29 Financial Assets
|
Dec. 31, 2018 |
Dec. 31, 2019 |
||
---|---|---|---|---|
in € million |
non-current |
current |
non-current |
current |
|
|
|
|
|
Non-consolidated subsidiaries |
– |
– |
2.0 |
– |
Joint venture investments valued at equity |
29.1 |
– |
29.5 |
– |
Other investments |
792.1 |
– |
140.2 |
– |
Loans to other investments |
33.4 |
– |
33.3 |
– |
Securities |
4.0 |
– |
4.4 |
– |
Other non-current loans |
10.2 |
– |
11.7 |
– |
Derivatives |
20.0 |
0.8 |
32.4 |
0.7 |
|
888.8 |
0.8 |
253.5 |
0.7 |
|
|
|
|
|
Accounting Policies
Financial assets are recognized in the balance sheet when Vonovia becomes a contracting party of the financial instrument.
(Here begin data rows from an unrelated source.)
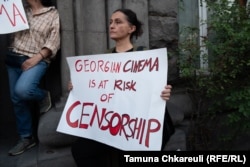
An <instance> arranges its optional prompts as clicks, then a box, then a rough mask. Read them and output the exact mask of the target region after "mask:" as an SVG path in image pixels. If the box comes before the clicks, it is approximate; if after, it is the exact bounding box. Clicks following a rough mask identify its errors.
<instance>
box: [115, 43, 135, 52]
mask: <svg viewBox="0 0 250 167" xmlns="http://www.w3.org/2000/svg"><path fill="white" fill-rule="evenodd" d="M132 48H133V44H132V43H131V42H130V41H124V40H123V41H116V45H115V49H116V52H126V51H127V50H130V49H132Z"/></svg>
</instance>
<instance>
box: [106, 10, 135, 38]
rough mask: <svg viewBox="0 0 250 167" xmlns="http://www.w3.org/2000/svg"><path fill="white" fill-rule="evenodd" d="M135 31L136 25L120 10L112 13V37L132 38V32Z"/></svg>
mask: <svg viewBox="0 0 250 167" xmlns="http://www.w3.org/2000/svg"><path fill="white" fill-rule="evenodd" d="M134 31H135V26H134V25H131V24H130V23H129V22H128V20H127V18H126V15H124V14H123V13H122V12H119V11H118V12H115V13H113V14H112V16H111V18H110V23H109V36H110V38H111V39H113V40H121V39H125V38H130V35H131V33H132V32H134Z"/></svg>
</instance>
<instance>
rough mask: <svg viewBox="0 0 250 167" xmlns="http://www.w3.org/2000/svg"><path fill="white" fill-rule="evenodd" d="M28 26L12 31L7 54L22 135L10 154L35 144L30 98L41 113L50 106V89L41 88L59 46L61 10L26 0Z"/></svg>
mask: <svg viewBox="0 0 250 167" xmlns="http://www.w3.org/2000/svg"><path fill="white" fill-rule="evenodd" d="M25 3H26V4H27V6H26V7H25V12H26V16H27V20H28V23H29V29H28V30H23V31H19V32H16V33H13V34H11V35H12V37H11V46H10V47H9V51H8V53H7V55H6V66H7V70H8V76H9V85H10V86H9V87H10V95H11V100H12V103H13V110H14V113H15V117H16V125H17V132H18V135H19V137H20V139H19V141H18V143H17V145H15V146H14V147H13V148H12V149H11V150H10V151H9V152H8V154H9V155H12V156H13V155H19V154H21V153H23V152H24V151H25V150H27V149H29V148H32V147H34V146H35V145H36V143H37V141H36V140H35V138H34V134H33V129H32V113H31V111H30V105H29V104H30V102H33V101H38V102H39V106H40V113H45V112H47V111H48V110H49V109H50V108H51V99H50V93H49V92H48V91H46V90H43V89H41V88H39V84H40V81H41V79H42V77H43V76H44V75H45V72H46V70H47V68H48V66H49V63H50V62H51V60H52V59H53V57H54V56H55V55H56V53H57V51H58V49H59V48H60V31H59V30H60V24H59V13H58V11H57V10H56V9H55V7H53V6H51V5H52V2H51V1H49V0H26V1H25Z"/></svg>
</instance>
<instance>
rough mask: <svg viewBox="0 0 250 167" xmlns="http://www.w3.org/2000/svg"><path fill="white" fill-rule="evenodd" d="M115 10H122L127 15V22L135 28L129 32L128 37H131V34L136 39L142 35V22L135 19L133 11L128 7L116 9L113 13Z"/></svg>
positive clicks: (114, 12)
mask: <svg viewBox="0 0 250 167" xmlns="http://www.w3.org/2000/svg"><path fill="white" fill-rule="evenodd" d="M115 12H122V13H123V14H124V15H125V16H126V17H127V20H128V22H129V23H130V24H132V25H134V26H135V27H136V30H135V31H134V32H133V33H132V34H131V36H130V39H132V38H133V36H135V38H136V39H137V38H138V37H139V36H141V35H142V33H143V31H142V22H141V21H139V20H138V19H137V16H136V14H135V12H133V11H132V10H130V9H117V10H115V11H114V12H113V13H115Z"/></svg>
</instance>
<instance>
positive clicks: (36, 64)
mask: <svg viewBox="0 0 250 167" xmlns="http://www.w3.org/2000/svg"><path fill="white" fill-rule="evenodd" d="M41 60H42V57H41V55H39V54H36V55H34V56H33V57H30V58H28V59H27V60H25V61H24V62H23V64H22V70H24V71H25V70H28V69H30V68H32V67H34V66H35V65H37V64H38V63H39V62H40V61H41Z"/></svg>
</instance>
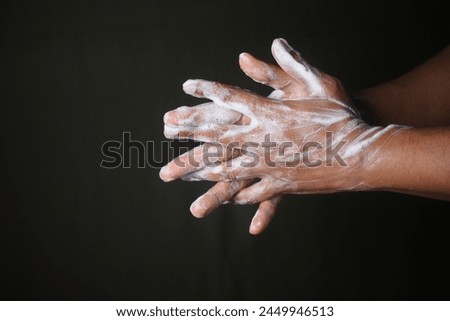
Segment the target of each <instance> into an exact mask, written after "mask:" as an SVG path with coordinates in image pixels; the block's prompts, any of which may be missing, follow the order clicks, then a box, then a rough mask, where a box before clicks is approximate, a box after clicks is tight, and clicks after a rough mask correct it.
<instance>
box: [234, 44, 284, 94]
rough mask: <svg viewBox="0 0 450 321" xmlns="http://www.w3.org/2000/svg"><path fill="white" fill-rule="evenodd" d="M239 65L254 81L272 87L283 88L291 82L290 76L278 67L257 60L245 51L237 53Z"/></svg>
mask: <svg viewBox="0 0 450 321" xmlns="http://www.w3.org/2000/svg"><path fill="white" fill-rule="evenodd" d="M239 65H240V67H241V69H242V71H243V72H244V73H245V74H246V75H247V76H249V77H250V78H252V79H253V80H254V81H256V82H259V83H262V84H264V85H267V86H270V87H272V88H274V89H283V88H285V87H287V86H289V84H290V83H291V82H292V78H291V76H289V75H288V74H287V73H286V72H285V71H284V70H283V69H281V68H280V67H278V66H275V65H271V64H268V63H265V62H264V61H261V60H258V59H256V58H255V57H253V56H252V55H250V54H248V53H246V52H243V53H241V54H240V55H239Z"/></svg>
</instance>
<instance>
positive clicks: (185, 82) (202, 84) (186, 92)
mask: <svg viewBox="0 0 450 321" xmlns="http://www.w3.org/2000/svg"><path fill="white" fill-rule="evenodd" d="M183 90H184V92H185V93H186V94H189V95H192V96H194V97H199V98H208V99H210V100H212V101H214V102H215V103H216V104H217V105H219V106H224V107H228V108H231V109H233V110H235V111H237V112H240V113H242V114H244V115H247V116H251V115H252V114H253V112H254V111H255V109H256V108H257V107H256V106H261V105H265V104H266V103H267V101H266V100H265V98H264V97H261V96H258V95H256V94H254V93H252V92H250V91H247V90H243V89H240V88H238V87H234V86H230V85H225V84H221V83H218V82H213V81H207V80H202V79H196V80H194V79H190V80H187V81H186V82H185V83H184V84H183Z"/></svg>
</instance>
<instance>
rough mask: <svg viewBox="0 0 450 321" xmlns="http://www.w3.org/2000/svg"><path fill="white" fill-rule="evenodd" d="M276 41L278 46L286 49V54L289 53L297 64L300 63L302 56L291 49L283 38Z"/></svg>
mask: <svg viewBox="0 0 450 321" xmlns="http://www.w3.org/2000/svg"><path fill="white" fill-rule="evenodd" d="M277 40H279V42H280V44H281V45H282V46H283V47H284V48H285V49H286V51H287V52H289V54H290V55H291V56H292V57H293V58H294V59H295V60H297V61H298V62H301V61H302V56H301V55H300V53H299V52H298V51H297V50H295V49H294V48H292V47H291V45H290V44H289V43H288V42H287V41H286V40H285V39H283V38H278V39H277Z"/></svg>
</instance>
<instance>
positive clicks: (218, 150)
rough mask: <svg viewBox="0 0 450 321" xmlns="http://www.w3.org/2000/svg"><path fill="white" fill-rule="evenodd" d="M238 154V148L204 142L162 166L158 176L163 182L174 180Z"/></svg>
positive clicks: (166, 181)
mask: <svg viewBox="0 0 450 321" xmlns="http://www.w3.org/2000/svg"><path fill="white" fill-rule="evenodd" d="M238 155H239V150H237V149H235V148H232V147H226V146H222V145H220V144H211V143H206V144H203V145H200V146H197V147H195V148H193V149H191V150H190V151H188V152H186V153H184V154H182V155H180V156H178V157H177V158H175V159H173V160H172V161H171V162H170V163H168V164H167V165H166V166H164V167H162V168H161V170H160V172H159V176H160V178H161V179H162V180H163V181H164V182H170V181H173V180H176V179H178V178H180V177H182V176H185V175H187V174H189V173H192V172H195V171H197V170H199V169H201V168H203V167H206V166H213V164H216V163H221V162H224V161H226V160H228V159H230V158H232V157H236V156H238Z"/></svg>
A financial asset is derecognized when the contractual rights to the cash flows from a financial asset expire, or the financial asset is transferred and Vonovia neither retains control nor retains material risks and rewards associated with ownership of the financial asset.
In accordance with IFRS 9, the classification of financial assets takes into account both the business model in which financial assets are held and the characteristics of the cash flows of the assets in question. These criteria determine whether the assets are measured at amortized cost using the effective interest method or at fair value.
With regard to the business model criterion, all financial investments at Vonovia are to be assigned to the “hold to collect” model pursuant to IFRS 9.4.1.2(a). Whenever financial investments are categorized as equity instruments, Vonovia has exercised the irrevocable option to state future changes to the fair value under other comprehensive income in equity. Gains and losses recognized in other comprehensive income are never reclassified from total equity to the income statement on their disposal.
The carrying amount of financial assets corresponds to maximum risk of loss as of the reporting date.
In the previous year, other investments include € 672.8 million attributable to shares in Deutsche Wohnen SE which were sold to institutional investors with effect from February 1, 2019, as part of an accelerated book building procedure. On the other hand, the increase in the value of the shares in OPPCI JUNO, Paris, affects their fair value of € 104.1 million (Dec. 31, 2018: € 87.0 million).
The loans to other investments not yet due relate to a loan to the property fund DB Immobilienfonds 11 Spree-Schlange von Quistorp KG.
Derivatives include positive market values from cross currency swaps in the amount of € 29.1 million (Dec. 31, 2018: € 15.7 million), together with positive market values in the amount of € 3.3 million (Dec. 31, 2018: € 4.3 million) from embedded derivatives and other interest rate derivatives.